Ann Appl Stat. 2018 Sep;12(3):1914-1938. doi: 10.1214/18-AOAS1137. Epub 2018 Sep 11.
Dynamic treatment regimes (DTRs) are sequences of treatment decision rules, in which treatment may be adapted over time in response to the changing course of an individual. Motivated by the substance use disorder (SUD) study, we propose a tree-based reinforcement learning (T-RL) method to directly estimate optimal DTRs in a multi-stage multi-treatment setting. At each stage, T-RL builds an unsupervised decision tree that directly handles the problem of optimization with multiple treatment comparisons, through a purity measure constructed with augmented inverse probability weighted estimators. For the multiple stages, the algorithm is implemented recursively using backward induction. By combining semiparametric regression with flexible tree-based learning, T-RL is robust, efficient and easy to interpret for the identification of optimal DTRs, as shown in the simulation studies. With the proposed method, we identify dynamic SUD treatment regimes for adolescents.

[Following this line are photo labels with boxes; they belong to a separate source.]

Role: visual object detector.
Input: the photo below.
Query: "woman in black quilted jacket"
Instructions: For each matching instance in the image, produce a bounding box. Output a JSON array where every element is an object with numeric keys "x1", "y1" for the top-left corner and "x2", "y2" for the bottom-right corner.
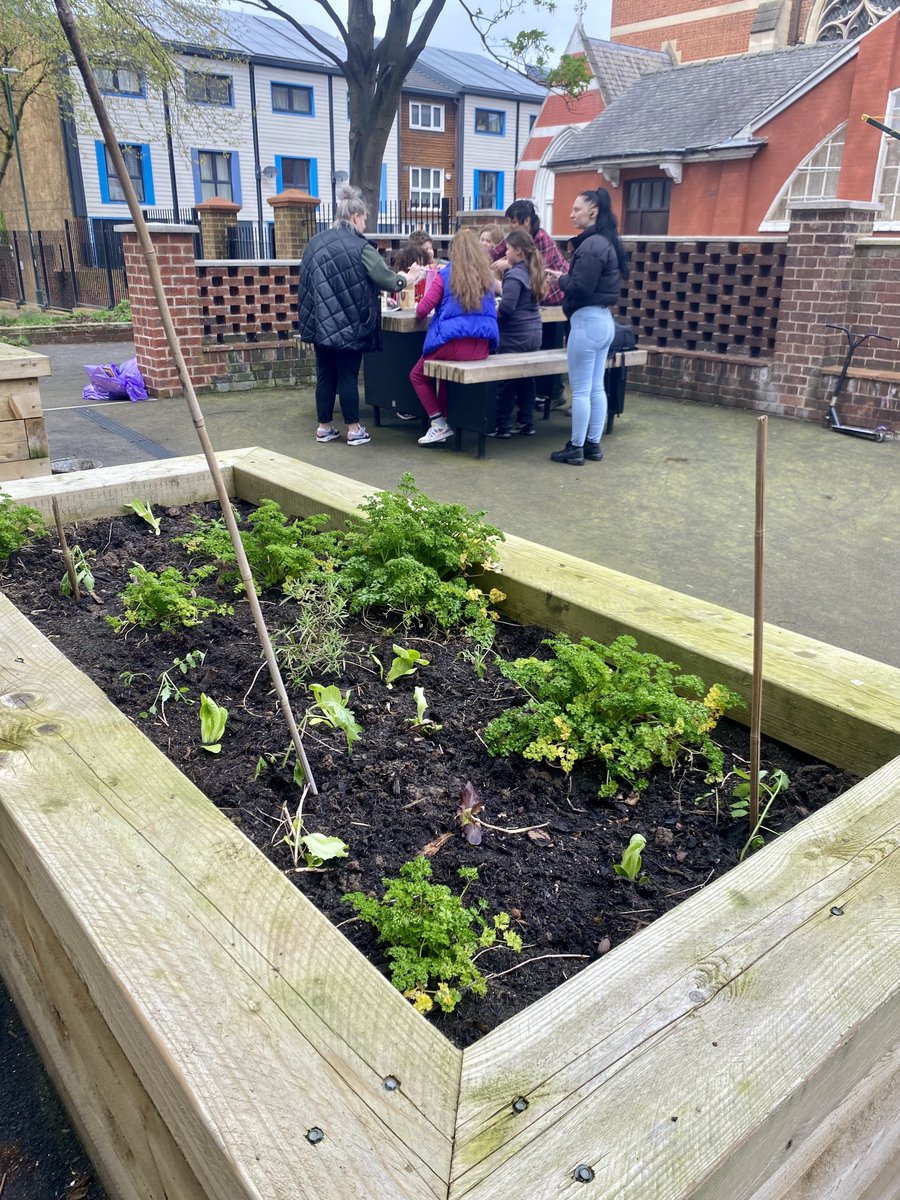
[{"x1": 298, "y1": 185, "x2": 424, "y2": 446}]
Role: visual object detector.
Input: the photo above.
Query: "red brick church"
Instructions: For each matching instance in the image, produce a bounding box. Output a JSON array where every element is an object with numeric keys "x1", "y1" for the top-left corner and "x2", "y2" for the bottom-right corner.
[{"x1": 516, "y1": 0, "x2": 900, "y2": 236}]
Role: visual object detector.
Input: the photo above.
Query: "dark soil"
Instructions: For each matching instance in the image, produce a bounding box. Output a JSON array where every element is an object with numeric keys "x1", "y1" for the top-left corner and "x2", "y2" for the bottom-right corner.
[{"x1": 2, "y1": 505, "x2": 854, "y2": 1045}]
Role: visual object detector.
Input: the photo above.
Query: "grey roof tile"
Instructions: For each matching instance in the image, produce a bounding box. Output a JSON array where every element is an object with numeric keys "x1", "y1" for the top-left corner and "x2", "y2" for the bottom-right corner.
[
  {"x1": 550, "y1": 42, "x2": 846, "y2": 167},
  {"x1": 584, "y1": 37, "x2": 672, "y2": 106}
]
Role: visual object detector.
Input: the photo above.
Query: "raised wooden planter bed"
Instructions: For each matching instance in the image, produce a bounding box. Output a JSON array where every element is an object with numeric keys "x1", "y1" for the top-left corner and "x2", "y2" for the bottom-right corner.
[{"x1": 0, "y1": 450, "x2": 900, "y2": 1200}]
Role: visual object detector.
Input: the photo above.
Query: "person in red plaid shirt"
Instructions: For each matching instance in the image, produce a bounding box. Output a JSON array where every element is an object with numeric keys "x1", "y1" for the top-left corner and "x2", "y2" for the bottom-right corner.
[{"x1": 491, "y1": 200, "x2": 569, "y2": 408}]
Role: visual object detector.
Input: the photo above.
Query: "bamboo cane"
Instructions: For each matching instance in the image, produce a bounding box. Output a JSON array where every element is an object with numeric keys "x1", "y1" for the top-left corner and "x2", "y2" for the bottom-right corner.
[
  {"x1": 54, "y1": 0, "x2": 318, "y2": 796},
  {"x1": 750, "y1": 416, "x2": 769, "y2": 830}
]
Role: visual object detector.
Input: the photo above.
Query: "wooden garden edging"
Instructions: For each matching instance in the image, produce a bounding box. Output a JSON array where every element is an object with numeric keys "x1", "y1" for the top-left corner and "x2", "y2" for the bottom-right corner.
[{"x1": 0, "y1": 450, "x2": 900, "y2": 1200}]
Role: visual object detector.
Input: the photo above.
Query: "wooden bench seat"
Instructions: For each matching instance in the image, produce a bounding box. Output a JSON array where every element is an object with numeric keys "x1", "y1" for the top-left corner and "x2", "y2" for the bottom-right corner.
[{"x1": 425, "y1": 349, "x2": 647, "y2": 458}]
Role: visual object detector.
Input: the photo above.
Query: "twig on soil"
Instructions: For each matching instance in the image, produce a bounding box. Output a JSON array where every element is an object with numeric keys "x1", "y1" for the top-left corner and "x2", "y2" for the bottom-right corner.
[
  {"x1": 478, "y1": 817, "x2": 550, "y2": 833},
  {"x1": 485, "y1": 950, "x2": 592, "y2": 983},
  {"x1": 662, "y1": 868, "x2": 715, "y2": 899},
  {"x1": 241, "y1": 662, "x2": 265, "y2": 708}
]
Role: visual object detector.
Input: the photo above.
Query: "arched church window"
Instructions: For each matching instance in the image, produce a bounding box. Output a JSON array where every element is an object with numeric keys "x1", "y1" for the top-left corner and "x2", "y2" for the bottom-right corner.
[{"x1": 760, "y1": 121, "x2": 847, "y2": 229}]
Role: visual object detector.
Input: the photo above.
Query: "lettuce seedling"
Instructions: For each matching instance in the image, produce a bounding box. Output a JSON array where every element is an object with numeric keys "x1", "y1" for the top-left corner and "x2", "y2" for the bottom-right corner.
[
  {"x1": 612, "y1": 833, "x2": 647, "y2": 883},
  {"x1": 200, "y1": 692, "x2": 228, "y2": 754},
  {"x1": 384, "y1": 646, "x2": 431, "y2": 688},
  {"x1": 306, "y1": 683, "x2": 362, "y2": 754}
]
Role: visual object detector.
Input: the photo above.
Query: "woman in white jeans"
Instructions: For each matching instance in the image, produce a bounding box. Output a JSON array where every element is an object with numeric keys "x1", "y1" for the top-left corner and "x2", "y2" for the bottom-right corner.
[{"x1": 547, "y1": 187, "x2": 628, "y2": 467}]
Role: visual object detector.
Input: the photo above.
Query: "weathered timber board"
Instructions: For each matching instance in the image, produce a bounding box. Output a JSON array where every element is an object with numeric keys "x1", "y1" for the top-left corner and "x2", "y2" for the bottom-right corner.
[
  {"x1": 0, "y1": 848, "x2": 206, "y2": 1200},
  {"x1": 0, "y1": 598, "x2": 461, "y2": 1200},
  {"x1": 450, "y1": 760, "x2": 900, "y2": 1200}
]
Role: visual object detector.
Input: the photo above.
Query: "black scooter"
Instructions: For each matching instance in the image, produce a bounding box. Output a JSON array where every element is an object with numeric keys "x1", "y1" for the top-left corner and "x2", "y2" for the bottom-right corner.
[{"x1": 826, "y1": 324, "x2": 893, "y2": 442}]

动态治疗方案(DTRs)是一系列治疗决策规则,其中治疗可根据个体病情的变化随时间进行调整。受物质使用障碍(SUD)研究的启发,我们提出了一种基于树的强化学习(T-RL)方法,以在多阶段多治疗环境中直接估计最优动态治疗方案。在每个阶段,T-RL构建一个无监督决策树,该决策树通过使用增强逆概率加权估计器构建的纯度度量,直接处理多重治疗比较的优化问题。对于多个阶段,该算法使用反向归纳法递归实现。如模拟研究所示,通过将半参数回归与灵活的基于树的学习相结合,T-RL在识别最优动态治疗方案方面具有稳健性、高效性且易于解释。使用所提出的方法,我们确定了青少年的动态物质使用障碍治疗方案。